Con l’obiettivo di limitare i consumi di acqua, la legge di Bilancio ha introdotto un bonus per incentivare l’installazione di dispositivi in grado limitare il flusso d’acqua e risparmiare risorse idriche, come i contatori Wi-Fi. Nello specifico, nella manovra è stato inserito un bonus fino a 1.000 euro ai contribuenti che effettuano spese per interventi di sostituzione di sanitari e rubinetti che prevedono una riduzione nel flusso dell’acqua. Gli interventi possono avvenire su edifici esistenti, su parti di edifici esistenti oppure su singole unità immobiliari.

Come funziona il bonus acqua

La norma sul bonus acqua fornisce indicazioni precise sulle caratteristiche che devono possedere i prodotti se si vuole richiedere l’incentivo. Le spese ammissibili possono riguardare la fornitura e l’installazione di rubinetti e miscelatori per bagno e cucina, compresi i dispositivi per il controllo di flusso di acqua, che hanno una portata uguale o inferiore a 6 litri al minuto. Per quanto riguarda i soffioni doccia e le colonne doccia, i valori della portata di acqua devono essere uguali o inferiori a 9 litri al minuto. Rientrano tra le spese agevolabili anche le eventuali opere idrauliche e murarie collegate e lo smontaggio e dismissione dei sistemi preesistenti.

Il bonus da 1.000 euro può essere utilizzato anche per la sostituzione dei sanitari. Così come accade per i rubinetti e soffioni per la doccia, i materiali devono rispettare stringenti requisiti. La Legge di bilancio prevede che l’agevolazione copra i costi per la fornitura e posa in opera di vasi sanitari in ceramica quando hanno un volume massimo di scarico uguale o inferiore a 6 litri. Il bonus riguarda anche le spese per i relativi sistemi di scarico, le opere idrauliche e murarie collegate e lo smontaggio e dismissione dei sistemi preesistenti.

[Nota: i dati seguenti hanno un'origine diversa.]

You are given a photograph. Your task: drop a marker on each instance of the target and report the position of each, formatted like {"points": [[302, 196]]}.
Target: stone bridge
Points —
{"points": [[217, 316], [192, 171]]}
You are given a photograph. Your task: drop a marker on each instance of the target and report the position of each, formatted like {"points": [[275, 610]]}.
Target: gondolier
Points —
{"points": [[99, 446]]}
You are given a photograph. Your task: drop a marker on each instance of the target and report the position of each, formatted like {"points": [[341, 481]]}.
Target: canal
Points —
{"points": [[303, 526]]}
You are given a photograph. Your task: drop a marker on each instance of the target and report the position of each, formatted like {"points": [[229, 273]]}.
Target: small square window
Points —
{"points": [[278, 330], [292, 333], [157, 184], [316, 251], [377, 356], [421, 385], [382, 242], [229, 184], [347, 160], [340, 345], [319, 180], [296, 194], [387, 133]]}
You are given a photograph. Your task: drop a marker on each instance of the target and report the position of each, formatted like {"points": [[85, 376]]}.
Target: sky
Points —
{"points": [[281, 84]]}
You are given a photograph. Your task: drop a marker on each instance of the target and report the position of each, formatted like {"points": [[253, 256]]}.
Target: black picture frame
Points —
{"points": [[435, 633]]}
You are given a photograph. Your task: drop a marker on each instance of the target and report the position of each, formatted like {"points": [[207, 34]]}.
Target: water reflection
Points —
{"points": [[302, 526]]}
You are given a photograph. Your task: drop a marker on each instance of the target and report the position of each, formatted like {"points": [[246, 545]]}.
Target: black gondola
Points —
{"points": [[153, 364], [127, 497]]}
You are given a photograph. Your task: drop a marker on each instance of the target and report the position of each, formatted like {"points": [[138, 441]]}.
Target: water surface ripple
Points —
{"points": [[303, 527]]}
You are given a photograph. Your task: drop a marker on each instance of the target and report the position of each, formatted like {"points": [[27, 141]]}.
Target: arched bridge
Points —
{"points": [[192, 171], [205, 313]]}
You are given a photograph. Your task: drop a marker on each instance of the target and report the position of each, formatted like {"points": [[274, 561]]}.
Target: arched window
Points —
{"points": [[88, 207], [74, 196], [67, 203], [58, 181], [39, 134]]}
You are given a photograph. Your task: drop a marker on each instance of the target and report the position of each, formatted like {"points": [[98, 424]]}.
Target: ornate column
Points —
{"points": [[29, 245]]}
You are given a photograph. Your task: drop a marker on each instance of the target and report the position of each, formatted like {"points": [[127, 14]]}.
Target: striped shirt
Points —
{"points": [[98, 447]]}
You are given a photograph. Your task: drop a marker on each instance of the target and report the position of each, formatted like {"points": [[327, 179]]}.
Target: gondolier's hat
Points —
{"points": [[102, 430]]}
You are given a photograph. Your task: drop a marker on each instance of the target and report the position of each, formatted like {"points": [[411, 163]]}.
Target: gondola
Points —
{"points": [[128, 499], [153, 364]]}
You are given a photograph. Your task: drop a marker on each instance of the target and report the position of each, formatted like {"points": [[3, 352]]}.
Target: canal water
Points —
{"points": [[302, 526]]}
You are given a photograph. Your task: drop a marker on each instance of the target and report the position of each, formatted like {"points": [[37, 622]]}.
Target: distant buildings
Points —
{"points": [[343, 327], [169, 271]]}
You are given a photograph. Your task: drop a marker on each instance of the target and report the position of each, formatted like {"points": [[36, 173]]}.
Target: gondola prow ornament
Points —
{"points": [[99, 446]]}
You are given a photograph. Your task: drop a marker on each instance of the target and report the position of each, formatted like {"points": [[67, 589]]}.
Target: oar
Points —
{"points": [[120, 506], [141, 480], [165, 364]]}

Contatori Wi-Fi con il bonus acqua

L’obiettivo è fornire al cliente informazioni dettagliate sui propri consumi idrici in casa e individuare perdite, malfunzionamenti o comunque realizzare risparmi tagliando gli sprechi. Servirà soprattutto a questo l’Idro Smart Meter, il nuovo contatore intelligente, brevettato da Enea, che consentirà in un’abitazione smart di integrare ai dati relativi a consumi di energia elettrica e gas anche quelli sull’acqua.

Il dispositivo va installato al posto del contatore dell’acqua dell’abitazione. Una volta in funzione, il sensore invierà i dati a un’apposita applicazione che, nel corso del tempo, registrerà l’andamento dei consumi. In caso di perdite, sia minime che più importanti, il dispositivo può inviare degli alert e, se abilitato, di chiudere l’impianto azionando un’elettrovalvola. Per i condomini, i nuovi contatori Wi-Fi sono leggibili tramite web con il servizio di lettura dei consumi individuali a costi equivalenti alla lettura manuale.